A PAIR OF LOUIS XV GILTWOOD FAUTEUILS EN CABRIOLET, each with channelled cartouche-shaped padded back, arms and seat covered in close-nailed petit point floral needlework on a tan ground, the arched toprail centred by a floral-spray above scrolled arms and a shaped apron with central floral-spray, upon fan-headed channelled cabriole legs and scroll feet, with baton carrying-holes to the underside, re-gilt and with green underpainting (2)

Details
A PAIR OF LOUIS XV GILTWOOD FAUTEUILS EN CABRIOLET, each with channelled cartouche-shaped padded back, arms and seat covered in close-nailed petit point floral needlework on a tan ground, the arched toprail centred by a floral-spray above scrolled arms and a shaped apron with central floral-spray, upon fan-headed channelled cabriole legs and scroll feet, with baton carrying-holes to the underside, re-gilt and with green underpainting (2)

Lot Essay

These medallion-seated chairs with elegantly serpentined and moulded frames are embellished with leaf-festooned flower-sprays are designed in the Louis XV 'antique' style of the 1760's.

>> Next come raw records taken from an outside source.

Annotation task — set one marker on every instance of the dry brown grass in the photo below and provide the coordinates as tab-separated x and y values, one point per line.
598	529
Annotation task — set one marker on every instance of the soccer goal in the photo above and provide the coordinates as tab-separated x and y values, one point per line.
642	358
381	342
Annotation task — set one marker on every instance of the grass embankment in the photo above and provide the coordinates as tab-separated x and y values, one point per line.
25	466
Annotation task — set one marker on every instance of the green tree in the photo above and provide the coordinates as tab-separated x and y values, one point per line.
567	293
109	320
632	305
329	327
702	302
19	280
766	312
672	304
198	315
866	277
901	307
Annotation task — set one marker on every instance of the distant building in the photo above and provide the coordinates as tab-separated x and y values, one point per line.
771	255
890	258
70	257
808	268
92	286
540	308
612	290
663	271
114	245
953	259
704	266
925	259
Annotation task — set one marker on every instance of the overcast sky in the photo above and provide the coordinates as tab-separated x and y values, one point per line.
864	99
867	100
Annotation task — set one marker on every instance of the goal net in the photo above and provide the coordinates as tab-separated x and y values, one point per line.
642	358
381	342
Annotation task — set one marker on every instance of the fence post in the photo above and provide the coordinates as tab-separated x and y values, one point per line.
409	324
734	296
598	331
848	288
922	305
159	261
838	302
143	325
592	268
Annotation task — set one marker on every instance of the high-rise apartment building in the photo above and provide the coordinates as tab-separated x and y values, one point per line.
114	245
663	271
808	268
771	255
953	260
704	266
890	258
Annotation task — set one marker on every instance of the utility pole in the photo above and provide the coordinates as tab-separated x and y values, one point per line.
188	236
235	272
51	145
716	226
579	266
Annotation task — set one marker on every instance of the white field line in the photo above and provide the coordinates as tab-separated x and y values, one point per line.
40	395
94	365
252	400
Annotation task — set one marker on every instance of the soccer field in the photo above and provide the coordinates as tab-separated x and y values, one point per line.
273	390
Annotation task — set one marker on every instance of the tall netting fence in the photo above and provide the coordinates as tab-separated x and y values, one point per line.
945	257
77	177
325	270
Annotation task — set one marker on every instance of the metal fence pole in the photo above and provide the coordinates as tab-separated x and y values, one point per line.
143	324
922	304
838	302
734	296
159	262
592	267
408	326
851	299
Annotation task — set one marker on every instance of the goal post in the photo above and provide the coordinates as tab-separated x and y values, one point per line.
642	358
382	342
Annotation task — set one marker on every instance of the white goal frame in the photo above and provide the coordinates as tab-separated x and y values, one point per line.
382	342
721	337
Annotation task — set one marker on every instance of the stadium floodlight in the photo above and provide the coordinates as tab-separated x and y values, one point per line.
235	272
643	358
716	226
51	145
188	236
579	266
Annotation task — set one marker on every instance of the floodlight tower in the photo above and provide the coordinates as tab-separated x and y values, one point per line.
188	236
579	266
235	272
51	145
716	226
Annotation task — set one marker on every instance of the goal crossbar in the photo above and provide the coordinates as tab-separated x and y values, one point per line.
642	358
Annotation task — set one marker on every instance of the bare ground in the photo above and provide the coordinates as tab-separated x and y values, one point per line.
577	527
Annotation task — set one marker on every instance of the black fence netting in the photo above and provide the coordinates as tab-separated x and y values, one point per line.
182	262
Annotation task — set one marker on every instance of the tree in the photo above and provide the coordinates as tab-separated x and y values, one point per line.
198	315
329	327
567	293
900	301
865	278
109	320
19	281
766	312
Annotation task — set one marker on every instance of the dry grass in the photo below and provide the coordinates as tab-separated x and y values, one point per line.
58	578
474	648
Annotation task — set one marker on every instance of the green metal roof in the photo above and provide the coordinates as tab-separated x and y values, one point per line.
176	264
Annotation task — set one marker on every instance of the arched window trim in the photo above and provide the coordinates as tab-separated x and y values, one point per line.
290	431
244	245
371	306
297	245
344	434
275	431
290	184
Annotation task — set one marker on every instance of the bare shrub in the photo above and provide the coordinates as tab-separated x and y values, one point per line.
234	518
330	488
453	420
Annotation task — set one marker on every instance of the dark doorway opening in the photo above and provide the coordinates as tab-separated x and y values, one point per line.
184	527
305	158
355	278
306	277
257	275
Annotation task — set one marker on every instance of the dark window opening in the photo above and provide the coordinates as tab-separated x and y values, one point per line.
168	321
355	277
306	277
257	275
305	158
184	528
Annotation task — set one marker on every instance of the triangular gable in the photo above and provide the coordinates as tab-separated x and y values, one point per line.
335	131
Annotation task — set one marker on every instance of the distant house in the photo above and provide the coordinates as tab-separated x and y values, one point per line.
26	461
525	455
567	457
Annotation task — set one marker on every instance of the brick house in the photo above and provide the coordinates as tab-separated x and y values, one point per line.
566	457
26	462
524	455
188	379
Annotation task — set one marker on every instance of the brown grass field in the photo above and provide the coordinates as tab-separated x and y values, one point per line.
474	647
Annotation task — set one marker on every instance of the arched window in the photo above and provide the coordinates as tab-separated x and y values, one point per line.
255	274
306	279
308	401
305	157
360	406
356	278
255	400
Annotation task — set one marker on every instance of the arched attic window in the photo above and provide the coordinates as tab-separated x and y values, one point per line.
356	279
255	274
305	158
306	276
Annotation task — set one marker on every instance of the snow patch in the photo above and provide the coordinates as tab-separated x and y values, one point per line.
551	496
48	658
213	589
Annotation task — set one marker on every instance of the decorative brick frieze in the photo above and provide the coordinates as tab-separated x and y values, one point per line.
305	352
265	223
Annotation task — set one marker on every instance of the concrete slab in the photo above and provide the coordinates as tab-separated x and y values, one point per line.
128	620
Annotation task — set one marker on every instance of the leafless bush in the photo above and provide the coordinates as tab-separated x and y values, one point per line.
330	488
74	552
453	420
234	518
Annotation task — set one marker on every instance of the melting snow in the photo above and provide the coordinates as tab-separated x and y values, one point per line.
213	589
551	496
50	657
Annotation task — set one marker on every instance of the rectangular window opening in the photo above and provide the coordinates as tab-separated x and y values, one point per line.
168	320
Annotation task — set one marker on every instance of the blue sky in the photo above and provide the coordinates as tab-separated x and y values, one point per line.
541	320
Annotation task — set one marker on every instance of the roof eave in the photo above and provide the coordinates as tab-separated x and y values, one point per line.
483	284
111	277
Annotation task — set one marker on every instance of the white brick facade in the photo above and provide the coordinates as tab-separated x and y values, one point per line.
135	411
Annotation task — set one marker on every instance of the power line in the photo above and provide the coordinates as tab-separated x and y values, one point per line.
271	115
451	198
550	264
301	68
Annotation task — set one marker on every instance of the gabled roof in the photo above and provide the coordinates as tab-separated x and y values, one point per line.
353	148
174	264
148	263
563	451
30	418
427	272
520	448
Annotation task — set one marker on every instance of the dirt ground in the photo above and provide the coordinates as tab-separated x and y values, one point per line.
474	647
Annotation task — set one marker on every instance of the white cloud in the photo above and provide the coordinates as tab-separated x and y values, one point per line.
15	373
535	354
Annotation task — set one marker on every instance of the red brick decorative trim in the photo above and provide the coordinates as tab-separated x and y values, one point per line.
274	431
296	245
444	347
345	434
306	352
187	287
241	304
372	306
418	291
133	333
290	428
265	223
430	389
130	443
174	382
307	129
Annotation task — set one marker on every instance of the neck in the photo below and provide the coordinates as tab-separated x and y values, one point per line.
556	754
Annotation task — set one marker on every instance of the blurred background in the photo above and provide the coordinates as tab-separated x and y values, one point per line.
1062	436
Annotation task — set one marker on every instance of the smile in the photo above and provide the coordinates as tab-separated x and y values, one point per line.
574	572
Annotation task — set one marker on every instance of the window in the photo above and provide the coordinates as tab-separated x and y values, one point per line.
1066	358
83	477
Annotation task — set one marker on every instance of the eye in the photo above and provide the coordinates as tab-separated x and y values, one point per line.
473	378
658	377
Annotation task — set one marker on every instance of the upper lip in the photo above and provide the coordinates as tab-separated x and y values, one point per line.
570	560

Their general form and ornament relates to that of a chaise en cabriolet bearing the brand of Jean Gourdin, of the rue de Clery, a member of a celebrated family of Parisian Menuisiers (see P. Kjellberg, Le Mobilier Francais du XVIII Siècle, Paris 1989, p.365).

Similar to a design by Thomas Malton for a 'Modern chair now in use' in his Compleat Treatise on Perspective, London 1775, pl. XXXIII. A closely related pair of George III chairs were sold anonymously at Sotheby's New York, 10 October 1990, lot 137.